Data Management
Last updated
Last updated
Reference : https://datacarpentry.org/sql-socialsci/aio.html
A relational database is a collection of data items organised as a set of tables. Relationships can be defined between the data in one table and the data in another or many other tables. The relational database system will provide mechanisms by which you can query the data in the tables, re-assemble the data in various ways without altering the data in the actual tables. This querying is usually done using SQL (Structured Query Language). SQL allows a great many queries to be constructed from the use of only a few keywords. You could have a relational database with only one table, but then you would’t have any relationships and it would be more like a spreadsheet. Databases are designed to allow efficient querying against very large tables, more than the 1M rows allowed in an Excel spreadsheet.
As were have noted above, a single table is very much like a spreadsheet. It has rows and it has columns. A row represents a single observation and the columns represents the various variables contained within that observation. Often one or more columns in a row will be designated as a ‘primary key’ This column or combination of columns can be used to uniquely identify a specific row in the table. The columns typically have a name associated with them indicating the variable name. A column always represents the same variable for each row contained in the table. Because of this the data in each column will always be of the same type, such as an Integer or Text, of values for all of the rows in the table. Datatypes are discussed in the next section.
A data type is a description of the kind of data in a table column. Each database system recognises its own set of datatypes, although some are common to many. Typical examples will be Integer or Text.
The table below gives some examples.
Data type
Description
CHARACTER(n)
Character string. Fixed-length n
Text
Character string. Variable length
VARCHAR(n) or CHARACTER VARYING(n)
Character string. Variable length. Maximum length n
BINARY(n)
Binary string. Fixed-length n
BOOLEAN
Stores TRUE or FALSE values
VARBINARY(n) or BINARY VARYING(n)
Binary string. Variable length. Maximum length n
INTEGER(p)
Integer numerical (no decimal).
SMALLINT
Integer numerical (no decimal).
INTEGER
Integer numerical (no decimal).
BIGINT
Integer numerical (no decimal).
DECIMAL(p,s)
Exact numerical, precision p, scale s.
NUMERIC(p,s)
Exact numerical, precision p, scale s. (Same as DECIMAL)
FLOAT(p)
Approximate numerical, mantissa precision p. A floating number in base 10 exponential notation.
REAL
Approximate numerical
FLOAT
Approximate numerical
DOUBLE PRECISION
Approximate numerical
DATE
Stores year, month, and day values
TIME
Stores hour, minute, and second values
TIMESTAMP
Stores year, month, day, hour, minute, and second values
INTERVAL
Composed of a number of integer fields, representing a period of time, depending on the type of interval
ARRAY
A set-length and ordered collection of elements
MULTISET
A variable-length and unordered collection of elements
XML
Stores XML data
But in practice you can usually restrict your usage to a few
Data type
Description
BOOLEAN
Stores TRUE or FALSE values
INTEGER
Integer numerical (no decimal).
FLOAT
Approximate numerical
DATE
Stores year, month, and day values
TIME
Stores hour, minute, and second values
TIMESTAMP
Stores year, month, day, hour, minute, and second values
In SQLite there is only a small number.
Data type
Description
NULL
The value is a NULL value
INTEGER
The value is a signed integer, stored in 1, 2, 3, 4, 6,
or 8 bytes depending on the magnitude of the value
REAL
The value is a floating point value, stored in 8-bytes
TEXT
The value is a text string
BLOB
The data is stored exactly as it was input, Used for binary
data such as images.
We won’t be using any BLOB data and it is debatable whether or not NULL should be considered a type at all.

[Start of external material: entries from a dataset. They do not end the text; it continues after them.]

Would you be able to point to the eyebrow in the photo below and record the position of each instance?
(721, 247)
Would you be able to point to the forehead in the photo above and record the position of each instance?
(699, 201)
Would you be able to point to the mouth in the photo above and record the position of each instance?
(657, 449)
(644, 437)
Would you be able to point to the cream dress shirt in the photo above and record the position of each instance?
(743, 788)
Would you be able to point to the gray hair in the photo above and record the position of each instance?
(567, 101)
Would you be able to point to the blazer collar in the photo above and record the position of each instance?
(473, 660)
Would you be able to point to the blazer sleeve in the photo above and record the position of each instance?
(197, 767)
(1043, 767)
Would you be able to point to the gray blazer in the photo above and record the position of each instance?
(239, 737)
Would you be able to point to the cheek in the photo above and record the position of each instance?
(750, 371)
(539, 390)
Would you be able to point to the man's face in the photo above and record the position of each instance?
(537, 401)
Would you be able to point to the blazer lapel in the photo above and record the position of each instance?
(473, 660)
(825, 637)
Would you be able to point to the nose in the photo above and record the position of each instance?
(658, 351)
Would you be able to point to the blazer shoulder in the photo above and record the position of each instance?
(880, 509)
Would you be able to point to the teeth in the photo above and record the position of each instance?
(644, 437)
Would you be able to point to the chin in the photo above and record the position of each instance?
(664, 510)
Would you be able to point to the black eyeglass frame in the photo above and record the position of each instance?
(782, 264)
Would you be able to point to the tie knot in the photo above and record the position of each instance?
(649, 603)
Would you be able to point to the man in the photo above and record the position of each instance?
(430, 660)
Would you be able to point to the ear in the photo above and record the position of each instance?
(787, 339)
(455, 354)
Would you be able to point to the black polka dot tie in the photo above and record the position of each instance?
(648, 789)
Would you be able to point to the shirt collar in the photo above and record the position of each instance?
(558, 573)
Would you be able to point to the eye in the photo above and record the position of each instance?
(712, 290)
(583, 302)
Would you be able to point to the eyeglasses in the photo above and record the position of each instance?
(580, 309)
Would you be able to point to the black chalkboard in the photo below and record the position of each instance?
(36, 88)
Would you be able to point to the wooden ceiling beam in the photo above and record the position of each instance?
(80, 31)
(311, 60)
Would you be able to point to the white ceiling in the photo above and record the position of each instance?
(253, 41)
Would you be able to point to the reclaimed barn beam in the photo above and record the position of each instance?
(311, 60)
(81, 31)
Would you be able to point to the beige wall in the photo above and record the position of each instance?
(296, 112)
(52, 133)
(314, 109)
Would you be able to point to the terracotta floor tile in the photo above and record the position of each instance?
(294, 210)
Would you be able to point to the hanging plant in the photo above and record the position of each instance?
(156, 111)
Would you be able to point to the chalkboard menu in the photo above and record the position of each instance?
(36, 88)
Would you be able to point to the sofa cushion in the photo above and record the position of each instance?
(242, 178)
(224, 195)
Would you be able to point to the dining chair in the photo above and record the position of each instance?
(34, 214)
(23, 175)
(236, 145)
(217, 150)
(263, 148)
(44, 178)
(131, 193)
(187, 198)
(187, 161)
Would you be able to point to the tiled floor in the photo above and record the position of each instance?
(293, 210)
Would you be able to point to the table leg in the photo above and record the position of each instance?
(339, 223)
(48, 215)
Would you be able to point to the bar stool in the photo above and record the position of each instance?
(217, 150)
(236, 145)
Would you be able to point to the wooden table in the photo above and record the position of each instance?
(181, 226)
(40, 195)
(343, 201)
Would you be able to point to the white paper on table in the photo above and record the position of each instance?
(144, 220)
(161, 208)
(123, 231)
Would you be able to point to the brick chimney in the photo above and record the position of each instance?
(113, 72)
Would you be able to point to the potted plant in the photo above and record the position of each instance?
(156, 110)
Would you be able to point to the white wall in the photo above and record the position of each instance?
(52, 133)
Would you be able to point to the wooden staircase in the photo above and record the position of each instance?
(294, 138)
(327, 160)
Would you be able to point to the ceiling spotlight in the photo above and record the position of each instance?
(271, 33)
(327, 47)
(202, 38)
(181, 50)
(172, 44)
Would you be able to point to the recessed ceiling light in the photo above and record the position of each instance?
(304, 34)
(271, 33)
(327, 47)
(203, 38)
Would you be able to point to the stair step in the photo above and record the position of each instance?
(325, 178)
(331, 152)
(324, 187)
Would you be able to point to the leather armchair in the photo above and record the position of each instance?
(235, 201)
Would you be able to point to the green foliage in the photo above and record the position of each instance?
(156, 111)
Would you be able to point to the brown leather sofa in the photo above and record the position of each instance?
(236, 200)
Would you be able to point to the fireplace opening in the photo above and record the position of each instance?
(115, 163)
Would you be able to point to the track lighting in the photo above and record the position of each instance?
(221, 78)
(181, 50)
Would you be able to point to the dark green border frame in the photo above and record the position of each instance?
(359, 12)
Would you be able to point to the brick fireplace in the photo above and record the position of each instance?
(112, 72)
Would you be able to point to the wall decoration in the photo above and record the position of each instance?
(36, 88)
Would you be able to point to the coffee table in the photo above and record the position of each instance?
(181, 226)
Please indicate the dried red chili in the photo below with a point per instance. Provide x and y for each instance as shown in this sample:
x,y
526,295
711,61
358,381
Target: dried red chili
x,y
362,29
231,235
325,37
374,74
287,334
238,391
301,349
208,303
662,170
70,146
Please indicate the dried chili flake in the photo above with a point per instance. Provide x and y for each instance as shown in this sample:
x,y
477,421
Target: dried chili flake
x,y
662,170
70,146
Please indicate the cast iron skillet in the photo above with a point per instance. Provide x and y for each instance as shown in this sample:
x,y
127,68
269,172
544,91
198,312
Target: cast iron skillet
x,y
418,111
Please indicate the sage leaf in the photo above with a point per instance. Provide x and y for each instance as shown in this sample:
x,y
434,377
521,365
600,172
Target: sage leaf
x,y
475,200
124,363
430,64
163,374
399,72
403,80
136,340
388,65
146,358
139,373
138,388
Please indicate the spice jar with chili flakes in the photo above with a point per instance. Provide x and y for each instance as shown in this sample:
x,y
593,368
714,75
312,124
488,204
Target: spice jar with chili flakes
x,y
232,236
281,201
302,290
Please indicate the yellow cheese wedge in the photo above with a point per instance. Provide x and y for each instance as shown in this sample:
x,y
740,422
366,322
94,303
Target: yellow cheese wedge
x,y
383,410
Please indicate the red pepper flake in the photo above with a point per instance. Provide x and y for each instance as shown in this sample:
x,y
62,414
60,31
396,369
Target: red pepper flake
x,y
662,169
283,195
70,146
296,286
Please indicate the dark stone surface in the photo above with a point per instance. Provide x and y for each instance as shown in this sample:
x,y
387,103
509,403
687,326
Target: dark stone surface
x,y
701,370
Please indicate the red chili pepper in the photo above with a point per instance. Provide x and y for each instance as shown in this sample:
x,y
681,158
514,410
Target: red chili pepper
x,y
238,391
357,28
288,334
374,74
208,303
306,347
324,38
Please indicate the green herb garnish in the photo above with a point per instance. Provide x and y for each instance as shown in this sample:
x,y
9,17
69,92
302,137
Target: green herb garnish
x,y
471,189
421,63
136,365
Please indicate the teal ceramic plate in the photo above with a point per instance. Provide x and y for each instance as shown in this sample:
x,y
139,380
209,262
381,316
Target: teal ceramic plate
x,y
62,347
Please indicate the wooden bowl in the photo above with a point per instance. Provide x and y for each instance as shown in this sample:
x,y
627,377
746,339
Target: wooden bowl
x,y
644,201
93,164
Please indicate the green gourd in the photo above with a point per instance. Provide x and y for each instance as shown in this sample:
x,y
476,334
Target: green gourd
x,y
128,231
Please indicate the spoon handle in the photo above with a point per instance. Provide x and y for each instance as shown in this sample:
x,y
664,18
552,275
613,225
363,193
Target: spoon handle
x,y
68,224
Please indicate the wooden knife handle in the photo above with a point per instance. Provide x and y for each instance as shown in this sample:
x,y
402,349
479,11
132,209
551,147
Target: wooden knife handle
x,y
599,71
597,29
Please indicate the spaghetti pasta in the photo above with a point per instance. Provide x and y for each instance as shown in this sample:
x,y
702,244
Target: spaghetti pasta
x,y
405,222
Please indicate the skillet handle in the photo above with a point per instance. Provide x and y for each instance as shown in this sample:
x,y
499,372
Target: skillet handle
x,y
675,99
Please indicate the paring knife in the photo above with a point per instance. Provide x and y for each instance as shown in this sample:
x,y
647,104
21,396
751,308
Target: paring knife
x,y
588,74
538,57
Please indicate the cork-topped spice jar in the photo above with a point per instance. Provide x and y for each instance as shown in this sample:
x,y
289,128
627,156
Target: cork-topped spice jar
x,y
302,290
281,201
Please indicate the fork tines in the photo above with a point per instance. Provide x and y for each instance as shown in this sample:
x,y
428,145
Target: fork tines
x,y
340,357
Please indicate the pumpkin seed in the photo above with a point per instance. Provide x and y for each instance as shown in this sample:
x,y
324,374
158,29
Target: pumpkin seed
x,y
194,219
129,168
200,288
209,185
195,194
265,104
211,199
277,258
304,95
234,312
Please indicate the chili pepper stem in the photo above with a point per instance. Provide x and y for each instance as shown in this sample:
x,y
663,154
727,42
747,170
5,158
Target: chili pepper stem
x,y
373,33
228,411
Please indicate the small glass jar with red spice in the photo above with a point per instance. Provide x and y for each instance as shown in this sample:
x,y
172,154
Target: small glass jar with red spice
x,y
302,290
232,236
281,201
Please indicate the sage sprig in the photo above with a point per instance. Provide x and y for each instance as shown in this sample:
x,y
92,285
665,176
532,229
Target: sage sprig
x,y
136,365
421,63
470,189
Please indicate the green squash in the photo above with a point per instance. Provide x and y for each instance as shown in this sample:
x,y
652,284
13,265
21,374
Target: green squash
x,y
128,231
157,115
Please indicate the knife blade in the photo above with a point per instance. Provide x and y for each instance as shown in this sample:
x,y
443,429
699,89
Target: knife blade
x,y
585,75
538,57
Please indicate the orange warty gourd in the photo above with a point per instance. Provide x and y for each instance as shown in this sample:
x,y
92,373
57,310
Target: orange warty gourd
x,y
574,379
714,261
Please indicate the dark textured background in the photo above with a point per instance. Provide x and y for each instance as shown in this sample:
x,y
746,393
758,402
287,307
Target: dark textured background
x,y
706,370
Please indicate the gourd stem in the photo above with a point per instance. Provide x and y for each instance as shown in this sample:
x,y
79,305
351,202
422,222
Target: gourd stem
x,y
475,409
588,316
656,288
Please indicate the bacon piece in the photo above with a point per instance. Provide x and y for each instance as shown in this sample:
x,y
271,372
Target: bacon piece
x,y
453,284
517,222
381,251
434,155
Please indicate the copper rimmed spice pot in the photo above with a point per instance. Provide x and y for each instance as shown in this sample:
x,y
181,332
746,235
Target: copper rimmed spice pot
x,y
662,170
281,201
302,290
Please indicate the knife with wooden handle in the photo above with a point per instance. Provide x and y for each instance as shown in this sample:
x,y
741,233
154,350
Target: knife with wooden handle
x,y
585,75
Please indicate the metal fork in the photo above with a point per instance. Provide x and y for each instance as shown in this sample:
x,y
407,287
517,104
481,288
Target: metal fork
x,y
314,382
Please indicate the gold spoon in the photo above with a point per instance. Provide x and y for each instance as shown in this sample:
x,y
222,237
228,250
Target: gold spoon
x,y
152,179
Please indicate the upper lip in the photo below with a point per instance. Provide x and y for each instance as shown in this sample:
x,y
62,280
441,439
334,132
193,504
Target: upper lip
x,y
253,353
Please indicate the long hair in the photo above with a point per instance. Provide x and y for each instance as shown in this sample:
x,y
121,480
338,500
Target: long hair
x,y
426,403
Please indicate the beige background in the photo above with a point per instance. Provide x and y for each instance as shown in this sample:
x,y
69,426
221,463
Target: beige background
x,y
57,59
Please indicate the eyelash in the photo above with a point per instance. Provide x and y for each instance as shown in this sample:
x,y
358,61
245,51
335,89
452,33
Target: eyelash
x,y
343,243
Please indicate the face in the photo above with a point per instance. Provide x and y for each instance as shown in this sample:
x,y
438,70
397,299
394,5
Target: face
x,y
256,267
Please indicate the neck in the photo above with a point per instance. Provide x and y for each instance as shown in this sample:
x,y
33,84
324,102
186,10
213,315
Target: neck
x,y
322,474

There are some common datatypes which are missing from the SQLite list.
BOOL or BOOLEAN : This type typicaly accepts values of ‘True’ and ‘False’ In SQLite we would use the Integer type and assign vlaues of 1 to represent ‘True’ and 0 to represent ‘False’.
DATE, DATETIME, TIMESTAMP : SQLite does not have a datatype for storing dates and/or times. You can use TEXT, REAL, or INTEGER values for these and use the built-in Date And Time Functions to manipulate them. We will look at manipulating dates in Lesson 5.
Whenever you create a table, you will have the option of designating one of the columns as the primary key column. The main property of the primary key column is that the values contained in it must uniquely identify that particular row. That is you cannot have duplicate primary keys. This can be an advantage which adding rows to the table as you will not be allowed to add the same row (or a row with the same primary key) twice.
The primary key column for a table is usually of type Integer although you could have Text. For example if you had a table of car information, then the “Reg_No” column could be made the primary key as it can be used to uniquely identify a particular row in the table.
A table doesn’t have to have a primary key although they are recommended for larger tables. A primary key can also be made up of more than one column, although this is less ususal.
In addition to the primary key, a table may have one or more Foreign keys. A foreign key does not have to be unique or identified as a foreign key when the table is created. A foreign key in one table will relate to the primary key in another table. This allows a relationship to be created between the two tables. If a table needs to be related to several other tables, then there will be a foreign key (column) for each of those tables.
All relational database systems have the concept of a NULL value. NULL can be thought of as being of all data types or of no data type at all. It represents something which is simply not known.
When you create a database table, for each column you are allowed to indicate whether or not it can contain the NULL value. Like primary keys, this can be used as a form of data validation.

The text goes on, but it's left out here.